ANNOTATIONS OF AN AUTOPSY - The Reign Of Darkness


Nati nel 2006 e provenienti dall'Inghilterra, questi Annotations Of An Autopsy fanno ritorno sul mercato discografico con il proprio nuovo lavoro in studio "The Reign Of Darkness", edito per l'etichetta Nuclear Blast, a due anni esatti di distanza da "Before the Throne of Infection", il disco che ne sancì l'esordio sulle scene dopo la pubblicazione nel 2007 dell'EP "Welcome to Sludge City". Musicalmente siamo di fronte ad un'autentica mazzata di una potenza assolutamente inaudita. Se dobbiamo inserire gli Annotations Of An Autopsy in un determinato filone musicale, viene facile accostare la band al deathcore, anche se la formazione inglese non si ferma solo al suddetto genere, perché in "The Reign Of Darkness" è facile trovare svariate tracce del metal estremo, che spaziano tra il metalcore e l'hardcore, come anche il death metal tradizionale ed il brutal.

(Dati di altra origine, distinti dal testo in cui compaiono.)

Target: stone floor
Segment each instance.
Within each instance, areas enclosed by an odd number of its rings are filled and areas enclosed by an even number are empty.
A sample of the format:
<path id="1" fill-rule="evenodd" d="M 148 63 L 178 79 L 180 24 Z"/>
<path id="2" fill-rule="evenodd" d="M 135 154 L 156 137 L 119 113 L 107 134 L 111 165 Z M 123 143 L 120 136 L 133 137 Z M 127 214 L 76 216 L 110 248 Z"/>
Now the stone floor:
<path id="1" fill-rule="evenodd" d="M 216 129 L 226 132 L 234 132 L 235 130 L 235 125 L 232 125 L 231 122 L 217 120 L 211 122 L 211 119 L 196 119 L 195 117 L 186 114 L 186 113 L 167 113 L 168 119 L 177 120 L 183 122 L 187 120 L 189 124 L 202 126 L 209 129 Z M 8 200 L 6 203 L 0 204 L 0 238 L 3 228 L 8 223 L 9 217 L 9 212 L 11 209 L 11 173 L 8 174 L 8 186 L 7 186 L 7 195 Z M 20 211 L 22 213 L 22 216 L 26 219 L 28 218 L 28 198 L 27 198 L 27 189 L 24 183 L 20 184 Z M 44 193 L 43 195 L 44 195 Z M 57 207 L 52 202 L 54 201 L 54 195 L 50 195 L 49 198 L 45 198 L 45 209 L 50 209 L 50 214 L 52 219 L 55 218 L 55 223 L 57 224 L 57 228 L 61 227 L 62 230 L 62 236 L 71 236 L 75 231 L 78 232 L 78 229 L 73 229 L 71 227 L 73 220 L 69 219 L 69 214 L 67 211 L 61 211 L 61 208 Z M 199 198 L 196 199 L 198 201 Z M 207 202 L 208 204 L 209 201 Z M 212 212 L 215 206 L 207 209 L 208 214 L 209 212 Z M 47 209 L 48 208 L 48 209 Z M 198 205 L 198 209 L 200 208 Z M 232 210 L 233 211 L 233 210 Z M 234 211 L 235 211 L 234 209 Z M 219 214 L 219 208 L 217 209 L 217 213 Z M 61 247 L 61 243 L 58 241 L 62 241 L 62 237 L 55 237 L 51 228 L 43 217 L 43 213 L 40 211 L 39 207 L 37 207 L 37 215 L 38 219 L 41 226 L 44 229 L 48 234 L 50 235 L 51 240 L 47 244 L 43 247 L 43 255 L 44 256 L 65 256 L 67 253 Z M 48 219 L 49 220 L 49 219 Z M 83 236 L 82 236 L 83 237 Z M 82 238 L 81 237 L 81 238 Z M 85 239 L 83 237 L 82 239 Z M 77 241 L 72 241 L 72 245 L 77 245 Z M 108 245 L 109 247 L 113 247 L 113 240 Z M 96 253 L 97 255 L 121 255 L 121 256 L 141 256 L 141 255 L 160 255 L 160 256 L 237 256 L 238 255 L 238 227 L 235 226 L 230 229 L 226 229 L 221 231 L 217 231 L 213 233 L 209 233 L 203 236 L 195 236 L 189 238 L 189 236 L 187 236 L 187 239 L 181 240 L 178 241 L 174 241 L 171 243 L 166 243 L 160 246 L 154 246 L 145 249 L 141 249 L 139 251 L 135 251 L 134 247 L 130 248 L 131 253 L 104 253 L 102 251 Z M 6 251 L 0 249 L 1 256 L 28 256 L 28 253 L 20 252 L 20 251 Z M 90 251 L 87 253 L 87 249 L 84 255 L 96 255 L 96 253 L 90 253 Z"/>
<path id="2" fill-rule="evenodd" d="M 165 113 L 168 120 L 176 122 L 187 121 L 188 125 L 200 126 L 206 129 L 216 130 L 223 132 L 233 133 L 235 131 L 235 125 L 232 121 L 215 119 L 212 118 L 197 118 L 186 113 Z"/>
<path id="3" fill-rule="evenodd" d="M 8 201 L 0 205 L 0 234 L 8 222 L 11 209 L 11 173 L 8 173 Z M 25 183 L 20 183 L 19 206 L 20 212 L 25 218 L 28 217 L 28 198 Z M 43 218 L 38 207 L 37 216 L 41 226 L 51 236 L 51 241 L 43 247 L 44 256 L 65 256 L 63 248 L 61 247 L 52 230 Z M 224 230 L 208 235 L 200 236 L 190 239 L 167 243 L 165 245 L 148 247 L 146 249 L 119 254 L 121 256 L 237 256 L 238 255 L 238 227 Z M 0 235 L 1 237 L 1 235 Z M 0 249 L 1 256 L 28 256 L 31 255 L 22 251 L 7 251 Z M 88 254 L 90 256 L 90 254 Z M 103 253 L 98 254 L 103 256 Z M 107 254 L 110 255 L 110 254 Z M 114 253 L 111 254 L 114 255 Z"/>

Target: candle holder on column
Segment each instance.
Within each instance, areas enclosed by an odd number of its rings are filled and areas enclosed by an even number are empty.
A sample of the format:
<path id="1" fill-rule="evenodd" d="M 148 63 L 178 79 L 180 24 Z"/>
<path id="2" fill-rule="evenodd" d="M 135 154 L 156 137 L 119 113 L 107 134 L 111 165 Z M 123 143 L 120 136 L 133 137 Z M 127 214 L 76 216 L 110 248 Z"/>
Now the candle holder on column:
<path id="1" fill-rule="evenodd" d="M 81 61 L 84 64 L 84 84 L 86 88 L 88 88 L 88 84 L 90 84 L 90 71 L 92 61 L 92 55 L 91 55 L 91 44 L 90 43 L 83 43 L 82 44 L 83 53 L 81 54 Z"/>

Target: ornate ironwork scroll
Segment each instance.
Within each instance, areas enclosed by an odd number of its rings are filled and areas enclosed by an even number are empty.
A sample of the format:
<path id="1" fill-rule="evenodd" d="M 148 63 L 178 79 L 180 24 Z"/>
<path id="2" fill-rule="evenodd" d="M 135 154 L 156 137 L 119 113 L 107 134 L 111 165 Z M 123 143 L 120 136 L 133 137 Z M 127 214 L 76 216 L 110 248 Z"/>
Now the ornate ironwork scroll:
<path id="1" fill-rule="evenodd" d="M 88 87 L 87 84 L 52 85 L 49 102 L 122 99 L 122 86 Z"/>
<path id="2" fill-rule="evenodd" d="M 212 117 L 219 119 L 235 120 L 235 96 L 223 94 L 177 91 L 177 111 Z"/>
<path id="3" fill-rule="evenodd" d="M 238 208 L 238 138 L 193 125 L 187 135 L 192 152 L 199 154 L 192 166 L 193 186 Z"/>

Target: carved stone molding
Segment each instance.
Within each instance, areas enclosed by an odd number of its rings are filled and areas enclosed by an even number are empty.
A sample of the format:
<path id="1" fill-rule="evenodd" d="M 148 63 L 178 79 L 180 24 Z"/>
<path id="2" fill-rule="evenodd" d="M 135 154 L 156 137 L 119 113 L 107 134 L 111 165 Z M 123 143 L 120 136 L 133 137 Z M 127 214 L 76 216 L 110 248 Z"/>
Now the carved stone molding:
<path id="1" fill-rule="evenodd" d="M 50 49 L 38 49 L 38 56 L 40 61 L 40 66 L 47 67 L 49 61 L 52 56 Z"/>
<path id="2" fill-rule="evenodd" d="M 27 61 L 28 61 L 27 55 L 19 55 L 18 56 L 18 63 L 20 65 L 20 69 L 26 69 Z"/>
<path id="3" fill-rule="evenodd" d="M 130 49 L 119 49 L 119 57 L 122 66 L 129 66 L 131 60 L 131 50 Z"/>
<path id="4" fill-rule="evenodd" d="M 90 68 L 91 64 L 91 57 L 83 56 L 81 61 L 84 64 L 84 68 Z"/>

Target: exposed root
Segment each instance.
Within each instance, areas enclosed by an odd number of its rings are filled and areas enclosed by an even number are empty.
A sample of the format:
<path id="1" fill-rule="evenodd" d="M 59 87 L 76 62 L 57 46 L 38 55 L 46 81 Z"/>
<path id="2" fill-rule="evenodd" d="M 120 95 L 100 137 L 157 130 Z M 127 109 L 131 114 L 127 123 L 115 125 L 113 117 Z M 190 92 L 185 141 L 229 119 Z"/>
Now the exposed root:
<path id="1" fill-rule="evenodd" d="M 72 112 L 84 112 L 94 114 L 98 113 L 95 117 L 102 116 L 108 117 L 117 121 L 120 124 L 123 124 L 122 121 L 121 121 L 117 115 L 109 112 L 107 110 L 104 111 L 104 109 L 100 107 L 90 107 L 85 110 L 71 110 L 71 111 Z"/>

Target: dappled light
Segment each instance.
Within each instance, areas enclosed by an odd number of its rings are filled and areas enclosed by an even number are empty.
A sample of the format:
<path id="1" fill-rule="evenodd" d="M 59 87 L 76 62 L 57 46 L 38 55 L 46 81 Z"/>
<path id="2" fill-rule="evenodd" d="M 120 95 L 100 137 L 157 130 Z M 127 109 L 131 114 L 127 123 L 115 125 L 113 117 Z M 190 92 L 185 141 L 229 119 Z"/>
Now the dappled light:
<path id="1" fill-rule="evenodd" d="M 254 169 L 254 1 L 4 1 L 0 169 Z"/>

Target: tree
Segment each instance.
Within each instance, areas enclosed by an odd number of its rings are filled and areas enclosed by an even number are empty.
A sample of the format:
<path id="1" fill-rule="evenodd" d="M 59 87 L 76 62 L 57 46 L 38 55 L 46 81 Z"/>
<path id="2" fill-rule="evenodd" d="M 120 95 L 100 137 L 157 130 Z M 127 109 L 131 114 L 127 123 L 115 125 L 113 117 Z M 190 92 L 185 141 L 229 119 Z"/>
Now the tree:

Diciamo quindi che se messi nel frullatore, gli Annotations Of An Autopsy sono un insieme di queste sonorità, anche se pur non scoprendo nulla di nuovo, si dimostrano come una formazione dotata di una buona personalità senza stupire e spiazzare. Nonostante una esile complessità strutturale, "The Reign Of Darkness" risulta un album molto difficile da digerire per chi è totalmente fuori da queste sonorità, differentemente chi fa del deathcore il proprio pane quotidiano, apprezzerà fino alla follia questo disco. In "The Reign Of Darkness" ci sono brutalità, violenza, cattiveria, rabbia, energia, potenza, grinta e carisma, caratteristiche determinanti per un album di questo tipo, che deve trascinare e far tirare fuori ad un potenziale ascoltatore quelle che sono le proprie frustazioni ed in questo gli Annotations Of An Autopsy ci riescono benissimo. La produzione è buona, il suono quindi è adatto ad un prodotto come questo. Possiamo quindi dire che pur senza alcun preziosismo tecnico, gli Annotations Of An Autopsy centrano il proprio obiettivo, in un disco che giova anche della presenza nel brano "Bone Crown" di Erik Rutan, meglio conosciuto per il suo lavoro con i Morbid Angel.